Many of London’s one-way systems are being consigned to the “dustbin of history” after turning into dangerous and frustrating traffic bottlenecks.
The Standard has learned that plans are being drawn up by Transport for London and local authorities to scrap four of the busiest in an attempt to cut down on congestion and make roads safer to use for motorists, pedestrians and cyclists.
They are Tottenham Court Road and Gower Street, the Wandsworth one-way system, the Kender Street Triangle in New Cross and Brook Street.
Piccadilly, St James’s Street and Pall Mall are being returned to two-way in a £14 million project by Westminster council, TfL and Crown Estates. Other one-way systems that have recently been scrapped include Trafalgar Square, Aldgate, Tottenham Hale and Brixton Hill.
Experts today said the move was a general shift in policy away from one-way systems with some councils banning the building of new one-way streets altogether.
Head of the New London Architecture Centre, Peter Murray, said: “One-way streets reflect the dominance of the car and the failed go-faster policies of the traffic engineers.
“As we begin to realise that walking and cycling should be the dominant forms of transport, the one-way street should be consigned to the dustbin of history.”
A spokesman for London Councils, which represents all the boroughs in London, said: “A lot of gyratory systems were built in the Sixties and it is timely to review them. Two-way streets make journeys easier for drivers and keep more traffic on the main road and out of side streets.”
Martin Low, city commissioner of transportation for Westminster council, added: “It’s an outdated view to say that one-way is better. Westminster’s general policy is to make as many streets as possible to be two-way working.”
He added that plans to return Baker Street and Gloucester Place back to two-way streets would be considered after the Olympics.

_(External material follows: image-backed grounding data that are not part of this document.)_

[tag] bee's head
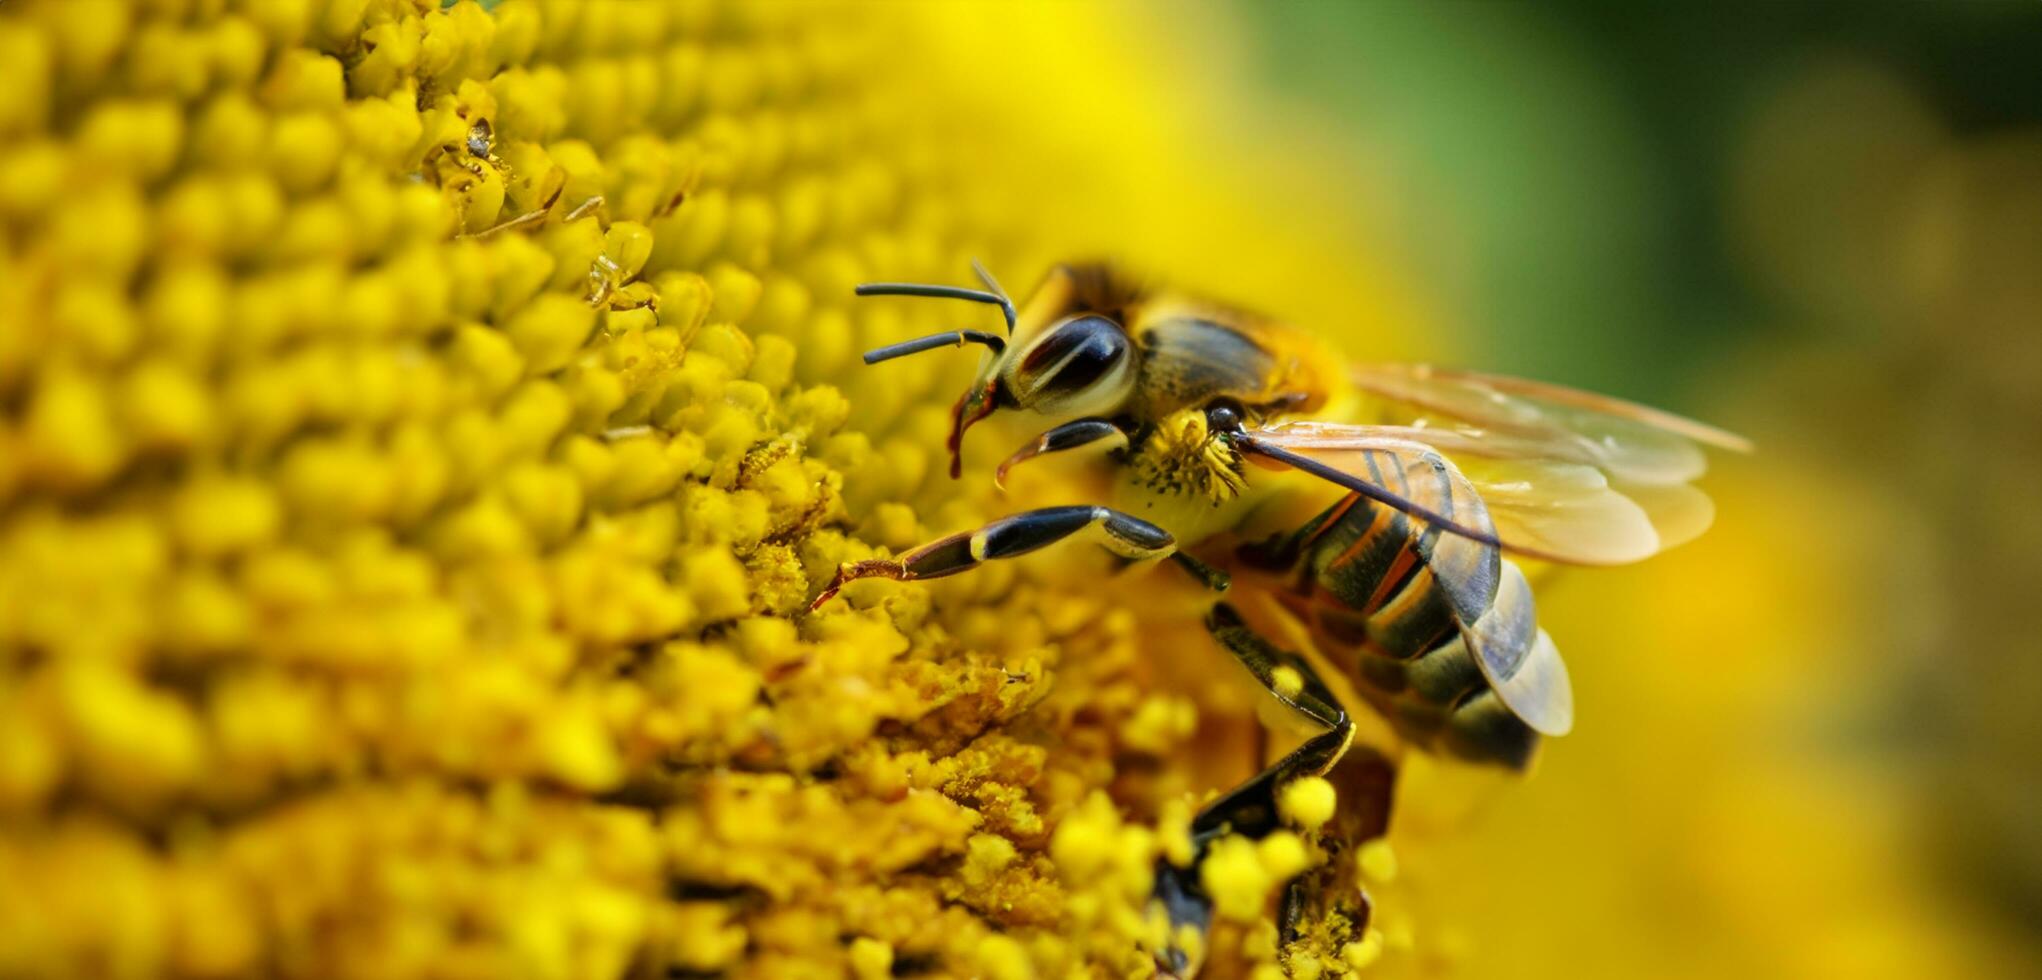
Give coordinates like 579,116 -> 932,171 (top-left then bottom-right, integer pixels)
855,267 -> 1140,477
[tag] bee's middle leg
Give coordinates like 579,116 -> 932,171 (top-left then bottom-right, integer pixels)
809,505 -> 1227,609
1151,602 -> 1358,971
1191,602 -> 1354,837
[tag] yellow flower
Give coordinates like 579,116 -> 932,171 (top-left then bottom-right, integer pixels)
0,1 -> 1304,976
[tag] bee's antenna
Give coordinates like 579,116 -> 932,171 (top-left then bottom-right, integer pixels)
855,280 -> 1017,333
862,329 -> 1006,365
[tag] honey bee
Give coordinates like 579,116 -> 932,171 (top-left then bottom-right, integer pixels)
811,262 -> 1747,975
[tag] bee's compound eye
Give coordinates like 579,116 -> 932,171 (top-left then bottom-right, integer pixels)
1022,316 -> 1126,390
1205,400 -> 1244,433
1012,314 -> 1136,414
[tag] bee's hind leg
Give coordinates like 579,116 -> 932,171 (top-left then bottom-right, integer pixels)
1151,602 -> 1357,974
808,505 -> 1226,610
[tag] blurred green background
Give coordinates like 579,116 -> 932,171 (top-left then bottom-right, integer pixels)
1249,2 -> 2038,394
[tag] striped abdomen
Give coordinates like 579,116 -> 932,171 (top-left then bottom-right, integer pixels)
1262,448 -> 1574,769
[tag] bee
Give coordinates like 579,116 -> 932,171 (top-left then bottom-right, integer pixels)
811,262 -> 1747,975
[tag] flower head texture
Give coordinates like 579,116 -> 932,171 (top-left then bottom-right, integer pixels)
0,1 -> 1319,976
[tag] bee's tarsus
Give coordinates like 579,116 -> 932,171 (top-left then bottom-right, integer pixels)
805,586 -> 840,613
807,557 -> 911,612
946,379 -> 1001,479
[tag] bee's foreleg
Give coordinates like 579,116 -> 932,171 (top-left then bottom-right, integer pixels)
993,417 -> 1131,489
1151,603 -> 1357,972
809,505 -> 1224,610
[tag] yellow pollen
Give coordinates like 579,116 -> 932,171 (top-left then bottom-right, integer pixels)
1342,929 -> 1386,970
1278,776 -> 1338,831
1357,838 -> 1400,884
1270,664 -> 1306,698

RAC spokesman, John Franklin, said: “One-way systems like the one in Wandsworth cause logjams, frustrate motorists and with all traffic going in the same direction there is a danger of driving too quickly.”
Plans for the £41 million overhaul of the Wandsworth system are being held up as they await ministerial approval.
Kulveer Ranger, the Mayor of London’s transport adviser, said: “In some areas going back to two-way traffic can make simple common sense and help smooth the flow of traffic.”
A TfL spokesman said: “Where it is beneficial for all road users, TfL is keen to remove one-way gyratory systems along the TfL road network.”